Maria Claudia Lazzè

Anthocyanins protect against DNA damage induced by tert-butyl-hydroperoxide in rat smooth muscle and hepatoma cells.

Anthocyanins are flavonoids present in a variety of pigmented food and, like other flavonoids, seem to play a role in preventing human pathologies related to oxidative stress. In fact, anthocyanins have been shown to exert antiproliferative effects in cell cultures and exhibit antiinflammatory and vasoprotective activities in animal models. Although these biological activities have been related to their antioxidant properties, little is known on the molecular mechanism of action of anthocyanins.
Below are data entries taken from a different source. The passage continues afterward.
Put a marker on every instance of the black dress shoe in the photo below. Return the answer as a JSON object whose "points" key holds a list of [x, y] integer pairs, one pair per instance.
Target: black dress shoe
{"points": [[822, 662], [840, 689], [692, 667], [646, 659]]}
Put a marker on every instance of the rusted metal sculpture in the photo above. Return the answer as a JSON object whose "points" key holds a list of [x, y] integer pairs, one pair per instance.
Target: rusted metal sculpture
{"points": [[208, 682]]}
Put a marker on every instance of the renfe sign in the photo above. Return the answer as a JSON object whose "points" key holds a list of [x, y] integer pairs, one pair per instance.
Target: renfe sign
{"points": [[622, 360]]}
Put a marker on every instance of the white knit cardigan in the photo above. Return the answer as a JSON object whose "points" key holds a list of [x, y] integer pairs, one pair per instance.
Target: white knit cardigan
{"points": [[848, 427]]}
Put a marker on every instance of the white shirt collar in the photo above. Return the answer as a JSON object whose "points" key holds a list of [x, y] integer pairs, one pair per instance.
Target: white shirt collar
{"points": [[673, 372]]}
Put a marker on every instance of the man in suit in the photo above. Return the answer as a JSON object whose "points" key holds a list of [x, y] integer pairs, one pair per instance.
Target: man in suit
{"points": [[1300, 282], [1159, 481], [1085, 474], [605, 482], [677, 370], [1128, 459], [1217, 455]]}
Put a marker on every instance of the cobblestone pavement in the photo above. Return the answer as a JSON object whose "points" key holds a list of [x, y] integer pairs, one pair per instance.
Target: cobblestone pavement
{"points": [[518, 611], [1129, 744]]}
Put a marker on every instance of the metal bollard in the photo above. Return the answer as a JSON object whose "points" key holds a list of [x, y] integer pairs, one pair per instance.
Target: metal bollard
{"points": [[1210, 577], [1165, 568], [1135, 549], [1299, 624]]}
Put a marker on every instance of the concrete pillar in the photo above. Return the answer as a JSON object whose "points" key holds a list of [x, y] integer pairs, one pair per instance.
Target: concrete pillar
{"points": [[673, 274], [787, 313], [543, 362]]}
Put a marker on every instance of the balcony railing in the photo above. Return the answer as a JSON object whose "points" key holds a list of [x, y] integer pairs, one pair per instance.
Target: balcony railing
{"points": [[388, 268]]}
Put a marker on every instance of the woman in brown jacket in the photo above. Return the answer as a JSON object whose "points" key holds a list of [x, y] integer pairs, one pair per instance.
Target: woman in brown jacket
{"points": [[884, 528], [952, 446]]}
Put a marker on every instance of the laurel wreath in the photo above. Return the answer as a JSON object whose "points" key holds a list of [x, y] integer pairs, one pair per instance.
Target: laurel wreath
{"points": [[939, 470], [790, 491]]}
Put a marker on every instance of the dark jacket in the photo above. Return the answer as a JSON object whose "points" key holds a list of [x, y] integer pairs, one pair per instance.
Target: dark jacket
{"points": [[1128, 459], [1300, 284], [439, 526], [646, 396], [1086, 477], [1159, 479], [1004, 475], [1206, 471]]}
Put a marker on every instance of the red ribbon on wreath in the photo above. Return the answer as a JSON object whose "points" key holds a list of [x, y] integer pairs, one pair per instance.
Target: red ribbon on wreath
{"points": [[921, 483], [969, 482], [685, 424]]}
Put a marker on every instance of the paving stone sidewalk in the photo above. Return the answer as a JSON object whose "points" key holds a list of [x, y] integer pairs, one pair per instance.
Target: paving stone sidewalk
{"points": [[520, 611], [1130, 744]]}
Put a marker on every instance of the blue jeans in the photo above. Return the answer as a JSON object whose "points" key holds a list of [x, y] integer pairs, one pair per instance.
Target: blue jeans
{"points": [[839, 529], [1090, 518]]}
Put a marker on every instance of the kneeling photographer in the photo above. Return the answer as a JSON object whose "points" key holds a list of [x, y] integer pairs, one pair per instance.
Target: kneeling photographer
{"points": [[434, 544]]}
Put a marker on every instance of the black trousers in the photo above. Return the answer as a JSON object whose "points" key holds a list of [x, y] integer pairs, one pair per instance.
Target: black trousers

The effects of pretreatment with the anthocyanins delphinidin, cyanidin, and their glycoside and rutinoside derivatives against induction of DNA damage induced by tert-butyl-hydroperoxide (TBHP) were evaluated in rat smooth muscle and in rat hepatoma cell lines using alkaline single cell gel electrophoresis (Comet test). In addition, a possible protection exerted by anthocyanins on cell killing, lipid peroxidation, and redox state alterations induced by TBHP was also investigated. It was found that the treatment with TBHP induces the formation of DNA single strand breaks (SSB) and oxidised bases, along with cell killing, lipid peroxidation and redox state alteration. Our data demonstrate that anthocyanins are effective against cytotoxicity, DNA SSB formation and lipid peroxidation induced by TBHP, but they do not have any detectable effect against impairment by TBHP of cellular redox state and on protection against DNA bases oxidation. The presence of a sugar moiety in anthocyanin derivatives reduced this protective effect, mainly in rat hepatoma cells. The different activity of anthocyanins and their derivatives may be explained taking into account a structure/function relationship that could also influence anthocyanin intracellular localisation.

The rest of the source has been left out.